Model Inference

In machine learning and deep learning, model inference is a process in which a trained model is used to make predictions on new input data. The inference process usually involves the following steps:

Input processing: Formats or standardizes new input data (such as images, texts, and sounds) so the input can be accepted by the model.
Forward propagation: The input data is propagated forward through the network or model structure. This process involves operations such as weighted summation of parameters and function activation.
Output generation: The model generates output based on the forward propagation result. The output can be a classification label, continuous value, or probability distribution.
Postprocessing: In some cases, the original output of the model needs to be further processed or converted to be more intuitive or meet application requirements.

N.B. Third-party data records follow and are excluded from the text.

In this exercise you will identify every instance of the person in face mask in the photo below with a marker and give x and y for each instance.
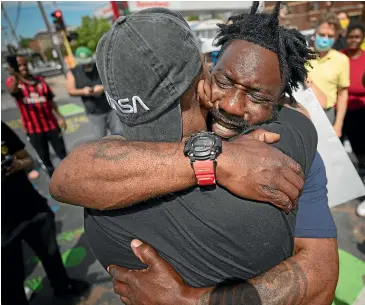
(344, 21)
(330, 71)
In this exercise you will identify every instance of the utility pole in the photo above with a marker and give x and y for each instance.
(115, 9)
(10, 24)
(55, 46)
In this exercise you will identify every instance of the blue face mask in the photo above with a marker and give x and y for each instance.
(215, 57)
(323, 43)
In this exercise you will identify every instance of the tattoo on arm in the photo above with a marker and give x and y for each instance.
(107, 150)
(286, 284)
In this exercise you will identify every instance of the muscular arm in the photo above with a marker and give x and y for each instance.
(309, 277)
(342, 97)
(126, 172)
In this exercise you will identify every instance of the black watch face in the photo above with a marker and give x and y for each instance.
(202, 146)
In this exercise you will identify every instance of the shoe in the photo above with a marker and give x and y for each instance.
(74, 288)
(361, 209)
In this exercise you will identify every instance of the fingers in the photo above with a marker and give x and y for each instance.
(146, 253)
(120, 288)
(265, 136)
(119, 273)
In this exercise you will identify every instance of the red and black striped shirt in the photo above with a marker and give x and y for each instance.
(35, 105)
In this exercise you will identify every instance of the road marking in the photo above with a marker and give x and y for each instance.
(350, 281)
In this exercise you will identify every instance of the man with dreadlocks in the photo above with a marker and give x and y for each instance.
(208, 235)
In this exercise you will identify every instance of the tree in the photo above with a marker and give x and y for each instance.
(24, 42)
(90, 32)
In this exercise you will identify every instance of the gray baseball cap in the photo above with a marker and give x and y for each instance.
(146, 62)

These can all be done by using openMind Library pipeline, which calls AI models in an end-to-end manner. You only need to compile code simply to complete inference, greatly improving development efficiency.

openMind Library pipeline method supports the PyTorch and MindSpore frameworks. In addition, pipeline supports tasks in multiple domains, such as text generation, text classification, and image recognition.

This document describes how to use the pipeline to load a model and perform inference from the following aspects:

openMind Library Environment Setup
Basic Pipeline Usage
Pipeline Parameters
Pipeline Inference Example
Inference Tasks and Parameters Supported by Pipeline

openMind Library Environment Setup

For details, see openMind Library Installation Guide.

Basic Pipeline Usage

The pipeline supports two frameworks: PyTorch and MindSpore. When defining the pipeline, you can use the framework parameter to specify the framework. pt indicates the PyTorch framework, and ms indicates the MindSpore framework. PyTorch framework supports two types of backend: transformers and diffusers. MindSpore supports three types of backend: mindformers, mindone, and mindnlp, which are transferred through the backend parameter.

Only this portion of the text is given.